I am ambivalent about software liability. Vulnerable software is much more common than most people think it is, and it would be a shame if ill-conceived liability rules created a situation for startups analogous to that of medical malpractice insurance. On the other hand, liability laws would be hugely lucrative for me.
Putting the burden on a user to "know" whether they are authorized or not, seems crazy. Even if they talked about selling to spammers.
Hypothetically the police give me a Police report number that I can access at police.gov/crimes/:reportno
I discover if I increment/decrement these I can get ALL reports. I then build a cool mashup of crimes in the area on a google map.
It turns out the police didn't intend that, am I now a criminal (because of the polices intent)?
"Attacking" - are databases people? Do they have rights?
I'm stumbling around trying to figure out what the right balance is too, but I think the existing laws we have around fraud and privacy are all that we need. That is, we don't need to criminalize accessing inadvertently public information; we just need to criminalize exploiting it.
Exploiting it is criminalized. Exploiting it is harder to detect and enforce. It is easy to read server logs and parse them for crimes. Lazy man's way to enforce the law.
What weev did was quite different in that he accessed this web service in exactly the way it was intended. Even if he was not the intended consumer of this data, his attempted access never exceeded the defined and expected parameters of the API he was accessing. Furthermore, he didn't circumvent [1] any access restrictions; rather, access restrictions were never imposed. weev had no information available to himself as to AT&T's intent to disclose or not disclose customer emails; as far as he was concerned, the existence of this API could have been a purposeful and not simply negligent disclosure on the part of AT&T.
I think that the reason that the weev case rankles is that web developers do this kind of thing all the time. What is the difference between what weev did here and Padmapper did when it built a product on top of Craigslist's data? Despite Eric DeMenthon's protests to the contrary, a strong argument to could be made that Padmapper's intent was to cause severe commercial harm to Craigslist, which is conceivably why he got sued.
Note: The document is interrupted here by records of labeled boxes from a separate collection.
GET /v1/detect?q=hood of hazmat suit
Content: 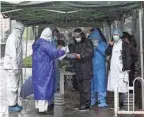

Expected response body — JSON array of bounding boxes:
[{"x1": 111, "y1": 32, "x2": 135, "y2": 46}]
[
  {"x1": 89, "y1": 29, "x2": 107, "y2": 107},
  {"x1": 4, "y1": 22, "x2": 24, "y2": 69},
  {"x1": 32, "y1": 28, "x2": 65, "y2": 102}
]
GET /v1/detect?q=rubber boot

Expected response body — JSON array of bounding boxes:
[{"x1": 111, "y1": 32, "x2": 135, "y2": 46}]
[
  {"x1": 98, "y1": 92, "x2": 108, "y2": 107},
  {"x1": 91, "y1": 91, "x2": 96, "y2": 106}
]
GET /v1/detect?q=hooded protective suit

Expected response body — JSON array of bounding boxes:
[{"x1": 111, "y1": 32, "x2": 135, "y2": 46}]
[
  {"x1": 32, "y1": 28, "x2": 65, "y2": 112},
  {"x1": 107, "y1": 29, "x2": 131, "y2": 93},
  {"x1": 89, "y1": 29, "x2": 107, "y2": 107},
  {"x1": 4, "y1": 22, "x2": 24, "y2": 106}
]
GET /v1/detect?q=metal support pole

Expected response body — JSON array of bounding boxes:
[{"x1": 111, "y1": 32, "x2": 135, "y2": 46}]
[
  {"x1": 114, "y1": 87, "x2": 119, "y2": 117},
  {"x1": 139, "y1": 9, "x2": 144, "y2": 109},
  {"x1": 54, "y1": 93, "x2": 64, "y2": 117},
  {"x1": 115, "y1": 21, "x2": 118, "y2": 29}
]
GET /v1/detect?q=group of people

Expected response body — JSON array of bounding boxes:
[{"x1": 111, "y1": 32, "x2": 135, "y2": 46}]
[{"x1": 4, "y1": 22, "x2": 137, "y2": 113}]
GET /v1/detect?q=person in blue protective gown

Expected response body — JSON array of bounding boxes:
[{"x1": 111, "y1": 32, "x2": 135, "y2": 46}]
[
  {"x1": 88, "y1": 28, "x2": 107, "y2": 107},
  {"x1": 32, "y1": 28, "x2": 65, "y2": 112}
]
In spite of the civil case, however, criminal charges are almost unthinkable.
Also, how often do we read about someone's project being hampered when a private Google API is turned off? [2] Anyone that builds a commercial product on top of something like this would be deemed a fool, but I've never seen anyone accuse a developer who is using this kind of API of acting criminally.
What is the difference, under the law, between someone accessing a private Google API and the private AT&T API that weev accessed? As a web developer with zero documentation, zero information beyond simply knowledge of the API URL's existence, there is no apparent difference beyond what content was being served by these APIs. So, if that is the case, at what point should web developers accessing undocumented APIs begin to be concerned about their criminal liability?
[1] Shouldn't it be circumvention not authorization that that defines criminal access under the law?